It was “Be nice to Chris Grayling” day. And Theresa May’s contribution was to express solidarity with her transport secretary by proving she was every bit as out of her depth as he is. Hopeless, indecisive and confused barely covers it.
On days like these, cabinet meetings must resemble a convention of zombies fighting over the only functioning brain cell in the room. The best that can be said about it is that at least it is giving the rest of the world a laugh. It’s just a shame for those of us stuck in the UK who have to live with it.
Prime minister’s questions is turning into a breeze for Jeremy Corbyn. Where previously he used to overthink things – admittedly not hard in his case – and tie himself up in knots with his own logic, he now just stands up and says, “how’s it going?”

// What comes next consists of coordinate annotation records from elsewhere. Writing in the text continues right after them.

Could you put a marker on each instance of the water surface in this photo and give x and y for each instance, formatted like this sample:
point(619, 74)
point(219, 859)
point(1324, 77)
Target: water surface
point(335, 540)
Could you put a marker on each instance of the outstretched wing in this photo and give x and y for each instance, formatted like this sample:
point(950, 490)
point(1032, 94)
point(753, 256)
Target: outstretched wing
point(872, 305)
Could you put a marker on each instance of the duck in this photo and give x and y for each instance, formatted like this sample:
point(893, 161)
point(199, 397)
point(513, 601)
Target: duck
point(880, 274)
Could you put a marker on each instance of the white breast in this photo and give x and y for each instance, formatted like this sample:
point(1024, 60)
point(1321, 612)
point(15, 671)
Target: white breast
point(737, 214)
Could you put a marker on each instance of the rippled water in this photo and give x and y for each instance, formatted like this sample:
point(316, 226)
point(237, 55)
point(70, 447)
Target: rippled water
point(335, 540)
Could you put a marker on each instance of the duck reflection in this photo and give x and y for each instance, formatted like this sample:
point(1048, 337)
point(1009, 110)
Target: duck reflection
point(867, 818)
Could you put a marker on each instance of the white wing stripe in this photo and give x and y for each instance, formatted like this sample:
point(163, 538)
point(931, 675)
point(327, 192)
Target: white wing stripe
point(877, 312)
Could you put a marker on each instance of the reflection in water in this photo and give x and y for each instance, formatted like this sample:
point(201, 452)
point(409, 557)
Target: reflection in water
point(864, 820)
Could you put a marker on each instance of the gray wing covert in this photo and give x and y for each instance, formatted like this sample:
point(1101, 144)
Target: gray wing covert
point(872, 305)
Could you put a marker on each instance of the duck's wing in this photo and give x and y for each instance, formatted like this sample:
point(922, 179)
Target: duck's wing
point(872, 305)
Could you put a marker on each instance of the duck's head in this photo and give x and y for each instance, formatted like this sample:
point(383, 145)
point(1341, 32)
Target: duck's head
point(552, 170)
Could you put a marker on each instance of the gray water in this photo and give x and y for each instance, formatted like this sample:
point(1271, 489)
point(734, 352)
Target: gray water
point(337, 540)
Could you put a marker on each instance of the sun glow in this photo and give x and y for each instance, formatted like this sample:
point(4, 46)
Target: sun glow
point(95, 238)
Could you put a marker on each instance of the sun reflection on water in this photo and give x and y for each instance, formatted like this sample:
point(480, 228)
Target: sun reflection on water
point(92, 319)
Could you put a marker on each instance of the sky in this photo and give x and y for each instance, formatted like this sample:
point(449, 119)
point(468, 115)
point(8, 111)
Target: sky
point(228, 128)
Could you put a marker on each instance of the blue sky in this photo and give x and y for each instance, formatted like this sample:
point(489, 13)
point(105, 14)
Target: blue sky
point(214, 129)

As even May is just about sentient enough to realise that “badly” won’t quite cut it, she has no answer. Because she genuinely doesn’t know. There is no area of government policy over which she has a firm grasp. Least of all Brexit.
The Labour leader bounced to his feet and demanded to know if the government was going to publish the long-delayed white paper on its negotiating position before the Commons voted on the Lords amendments to the Brexit withdrawal bill next Tuesday. As it might be quite handy. If not essential to anyone hoping to make an informed decision.
May’s eyes rotated in opposite directions and her mouth opened and shut as if gasping for breath while struggling for words. “I agree that we want to publish a white paper,” she croaked eventually. The snag was that no one in the cabinet could agree on what should go in it. Or when it should be published. The white paper remained defiantly white.
“OK,” said Corbyn, generously choosing to give her another chance. If she wasn’t going to publish the white paper before next Tuesday could she at least promise to do so before the European council meeting? She couldn’t. It was far better that our negotiators were kept entirely in the dark. If they didn’t know what the government’s position was there was no chance of Johnny Foreigner second-guessing and outmanoeuvring us.
That was the highpoint of the exchanges. May didn’t even know if the Brexit sub-subcommittees on maximum facilitation and the customs partnership had even met, let alone reached any conclusions. She couldn’t explain how her 10-mile buffer zone on the Irish border was going to work. There again, no one can as it’s a completely idiotic idea.
In desperation May went to her default PMQs algorithm and demanded that Labour come up with solutions of their own. If he had had any, Corbyn might have been tempted to list them. But he didn’t, so he merely pointed out that it wasn’t the opposition doing the Brexit negotiations, before adding that the government didn’t appear to think it was its job to conduct the negotiations either.
By now the Tory benches were almost entirely silent. There was a time, when May first became prime minister, that they thought her evasiveness and general air of uselessness was a sophisticated act. A means of luring opponents into a false sense of security. That moment has long passed and Conservative backbenchers have come to realise that behind her veneer of incompetence are only deeper and deeper layers of incompetence. Futility piled on futility.
Corbyn ended by comparing the chaos of Brexit to the train wreck of the railways. At the mention of the word railways, Chris Grayling, who had spent PMQs in the recovery position near the speaker’s chair, jerked into life, his eyes full of terror. He just about managed to control the spasms in his neck but his head wobbled rhythmically. Failing Grayling isn’t in a good way and it would be a kindness if he was kept out of sight for a while. A kindness both to the country as well as him.
With the prime minister now unable to remember her own name or what she was even doing in the chamber, the Tories’ Chris Davies tried to distract her by asking if she would be happy to sponsor a pigeon. “Yes,” she said. It was the only straight answer she gave all day. The unlucky pigeon was tearing its feathers out.